Mesnevî Video

Hannane Direğinin İnlemesi

Hannane Direğinin İnlemesi, Mesnevî’den Hikâyeler

Medine’de yapılan ilk mescitte, minber yoktu. Cuma günleri Peygamber Efendimiz (s.a.v) ayakta hutbesini okurken, mihrabın yanındaki hurma direğine dayanırdı. Bu, sekiz sene böyle devam etti. Bu zaman zarfında Müslümanlar çoğalmıştı. Cemaat kalabalık olduğu için Müslümanlardan bir kısmı, Peygamberimizin mübarek yüzünü göremiyordu. Bunun için üç basamaklı mütevazı bir minber yapıldı. Peygamber Efendimiz bu minber üzerine çıkıp hutbesini okumaya başlayınca; daha önce hutbe okurken dayandığı hurma direğinden inleme sesleri gelmeye başladı. Kundaktaki bebeğin ağlama sesine benzer sesler işitildi.

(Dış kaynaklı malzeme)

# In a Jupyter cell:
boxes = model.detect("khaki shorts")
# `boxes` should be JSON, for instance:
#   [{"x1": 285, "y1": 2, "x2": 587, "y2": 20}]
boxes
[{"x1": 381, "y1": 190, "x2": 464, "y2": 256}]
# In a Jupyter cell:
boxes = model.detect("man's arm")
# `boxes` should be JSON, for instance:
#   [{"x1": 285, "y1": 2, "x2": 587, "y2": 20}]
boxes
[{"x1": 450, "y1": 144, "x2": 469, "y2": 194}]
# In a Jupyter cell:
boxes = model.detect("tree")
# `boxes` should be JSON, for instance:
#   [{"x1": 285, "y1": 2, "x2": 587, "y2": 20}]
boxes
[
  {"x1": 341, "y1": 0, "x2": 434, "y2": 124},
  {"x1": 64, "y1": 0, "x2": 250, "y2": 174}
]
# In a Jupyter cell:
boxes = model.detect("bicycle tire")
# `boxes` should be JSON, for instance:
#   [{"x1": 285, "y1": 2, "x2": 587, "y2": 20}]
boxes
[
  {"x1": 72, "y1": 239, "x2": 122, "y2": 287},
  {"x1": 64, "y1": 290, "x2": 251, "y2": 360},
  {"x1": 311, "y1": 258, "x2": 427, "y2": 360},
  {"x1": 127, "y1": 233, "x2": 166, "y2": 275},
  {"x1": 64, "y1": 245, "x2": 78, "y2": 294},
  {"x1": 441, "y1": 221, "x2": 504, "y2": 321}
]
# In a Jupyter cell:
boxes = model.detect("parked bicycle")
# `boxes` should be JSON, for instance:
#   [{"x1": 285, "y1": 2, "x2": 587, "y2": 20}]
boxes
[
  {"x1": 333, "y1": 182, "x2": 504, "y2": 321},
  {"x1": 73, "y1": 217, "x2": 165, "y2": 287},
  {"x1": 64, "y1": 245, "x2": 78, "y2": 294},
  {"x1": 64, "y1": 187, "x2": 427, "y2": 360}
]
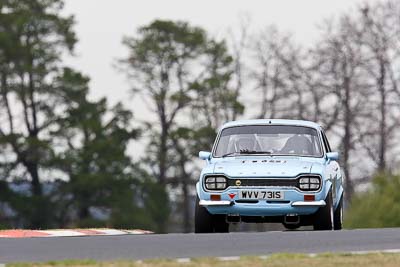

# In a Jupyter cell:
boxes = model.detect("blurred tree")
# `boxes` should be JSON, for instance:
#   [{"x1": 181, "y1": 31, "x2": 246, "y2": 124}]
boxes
[
  {"x1": 54, "y1": 69, "x2": 152, "y2": 228},
  {"x1": 358, "y1": 1, "x2": 400, "y2": 172},
  {"x1": 311, "y1": 15, "x2": 370, "y2": 199},
  {"x1": 345, "y1": 173, "x2": 400, "y2": 228},
  {"x1": 123, "y1": 20, "x2": 244, "y2": 231},
  {"x1": 0, "y1": 0, "x2": 76, "y2": 228}
]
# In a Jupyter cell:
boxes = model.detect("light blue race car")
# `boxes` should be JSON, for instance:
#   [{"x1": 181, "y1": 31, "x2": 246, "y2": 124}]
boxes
[{"x1": 195, "y1": 120, "x2": 343, "y2": 233}]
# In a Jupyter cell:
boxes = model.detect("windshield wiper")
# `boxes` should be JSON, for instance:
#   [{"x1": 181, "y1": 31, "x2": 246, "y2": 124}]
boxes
[
  {"x1": 222, "y1": 150, "x2": 272, "y2": 158},
  {"x1": 221, "y1": 151, "x2": 240, "y2": 158},
  {"x1": 240, "y1": 150, "x2": 272, "y2": 155}
]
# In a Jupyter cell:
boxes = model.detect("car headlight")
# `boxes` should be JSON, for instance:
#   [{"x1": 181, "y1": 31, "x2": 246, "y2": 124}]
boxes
[
  {"x1": 299, "y1": 176, "x2": 321, "y2": 191},
  {"x1": 204, "y1": 176, "x2": 227, "y2": 190}
]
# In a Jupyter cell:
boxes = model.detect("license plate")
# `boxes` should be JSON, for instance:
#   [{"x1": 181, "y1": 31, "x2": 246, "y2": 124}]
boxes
[{"x1": 239, "y1": 190, "x2": 285, "y2": 200}]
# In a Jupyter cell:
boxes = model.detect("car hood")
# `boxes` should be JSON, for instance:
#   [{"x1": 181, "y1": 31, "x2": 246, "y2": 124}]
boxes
[{"x1": 214, "y1": 158, "x2": 313, "y2": 177}]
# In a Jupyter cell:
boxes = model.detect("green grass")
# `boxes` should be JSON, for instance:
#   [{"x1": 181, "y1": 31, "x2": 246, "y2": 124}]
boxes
[{"x1": 7, "y1": 253, "x2": 400, "y2": 267}]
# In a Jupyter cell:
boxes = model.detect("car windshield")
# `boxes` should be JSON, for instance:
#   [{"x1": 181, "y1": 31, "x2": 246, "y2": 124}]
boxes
[{"x1": 214, "y1": 125, "x2": 322, "y2": 157}]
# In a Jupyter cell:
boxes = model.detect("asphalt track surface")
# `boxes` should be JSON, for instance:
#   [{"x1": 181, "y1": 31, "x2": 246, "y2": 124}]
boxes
[{"x1": 0, "y1": 228, "x2": 400, "y2": 263}]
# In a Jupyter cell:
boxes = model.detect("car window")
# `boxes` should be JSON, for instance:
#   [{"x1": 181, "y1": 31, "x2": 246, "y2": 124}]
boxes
[
  {"x1": 321, "y1": 131, "x2": 332, "y2": 152},
  {"x1": 214, "y1": 125, "x2": 322, "y2": 157}
]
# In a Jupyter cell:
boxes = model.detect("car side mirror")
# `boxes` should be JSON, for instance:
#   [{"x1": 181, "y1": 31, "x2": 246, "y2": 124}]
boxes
[
  {"x1": 199, "y1": 151, "x2": 211, "y2": 160},
  {"x1": 326, "y1": 152, "x2": 339, "y2": 160}
]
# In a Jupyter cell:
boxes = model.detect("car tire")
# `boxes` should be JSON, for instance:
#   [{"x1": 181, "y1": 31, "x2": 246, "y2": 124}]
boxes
[
  {"x1": 314, "y1": 191, "x2": 334, "y2": 231},
  {"x1": 194, "y1": 197, "x2": 229, "y2": 234},
  {"x1": 333, "y1": 194, "x2": 343, "y2": 230},
  {"x1": 282, "y1": 223, "x2": 301, "y2": 230},
  {"x1": 212, "y1": 215, "x2": 229, "y2": 233}
]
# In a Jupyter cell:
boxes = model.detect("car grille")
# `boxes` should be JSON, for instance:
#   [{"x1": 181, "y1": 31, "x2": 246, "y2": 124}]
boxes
[{"x1": 228, "y1": 178, "x2": 299, "y2": 187}]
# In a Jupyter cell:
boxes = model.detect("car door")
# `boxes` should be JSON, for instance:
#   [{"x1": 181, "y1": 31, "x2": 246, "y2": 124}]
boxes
[{"x1": 321, "y1": 131, "x2": 341, "y2": 203}]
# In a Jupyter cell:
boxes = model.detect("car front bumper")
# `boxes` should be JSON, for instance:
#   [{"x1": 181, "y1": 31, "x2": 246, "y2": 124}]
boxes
[{"x1": 198, "y1": 188, "x2": 326, "y2": 216}]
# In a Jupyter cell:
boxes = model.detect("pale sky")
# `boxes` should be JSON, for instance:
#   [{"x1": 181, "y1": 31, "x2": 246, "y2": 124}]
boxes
[{"x1": 61, "y1": 0, "x2": 379, "y2": 118}]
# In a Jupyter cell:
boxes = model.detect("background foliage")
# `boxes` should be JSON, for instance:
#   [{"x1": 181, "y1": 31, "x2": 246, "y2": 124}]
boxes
[{"x1": 0, "y1": 0, "x2": 400, "y2": 232}]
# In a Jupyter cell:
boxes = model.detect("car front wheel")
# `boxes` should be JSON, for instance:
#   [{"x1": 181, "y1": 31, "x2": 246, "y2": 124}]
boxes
[
  {"x1": 334, "y1": 194, "x2": 343, "y2": 230},
  {"x1": 314, "y1": 191, "x2": 334, "y2": 230}
]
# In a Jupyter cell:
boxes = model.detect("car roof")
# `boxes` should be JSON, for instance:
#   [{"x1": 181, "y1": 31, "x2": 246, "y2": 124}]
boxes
[{"x1": 220, "y1": 119, "x2": 322, "y2": 130}]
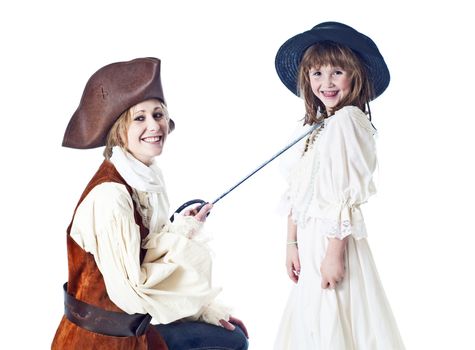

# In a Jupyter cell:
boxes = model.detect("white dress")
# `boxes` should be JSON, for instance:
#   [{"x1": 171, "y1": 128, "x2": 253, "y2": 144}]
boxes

Öyle ki mescitte bulunanlar bu inleme ve feryadı duydu. Cansız bir direğin böyle inleyip feryat etmesine sahabeler şaşırdılar. Peygamber Efendimiz yeni yapılan minberden inerek, inleyen hurma direğinin yanına gitti.

Ey direk! Ne istiyorsun”? Diye sordu. Direk, “Senin ayrılığın yüzünden ağlarım. Daha önce hutbe verirken bana dayanırdın. Şimdi ise beni bırakıp, minberin üstüne çıktın.

Bunun üzerine Peygamber Efendimiz ona, “Ey sırrı ahdine yoldaş olan ağaç! Söyle ne istiyorsun? Dilersen seni yemişlerle dolu bir hurma fidanı yapayım ya da cennette devamlı yemyeşil kalan, ölümsüz bir selvi fidanı mı olmak istersin?

Direk, “Ya Resulallah! Ben ölümsüzlüğü ve baki olanı isterim” dedi. O direği, kıyamet günü insanlar gibi dirilmesi için yere gömdüler.

* * *

Hannane Direğinin İnlemesi Kıssasının Hikmeti
Ey gafil! Bunu duyda bir ağaçtan aşağı kalma. Sen de Hannane direği gibi ayrılıktan inle ve Allah’ın davetine uy. Dünya işlerinden. Hakk’a yönelmeyi unutma. Hakk’a yönelen, Hakk’a yaklaşır. Hakk’a yaklaşan, lütfûna mazhar olur.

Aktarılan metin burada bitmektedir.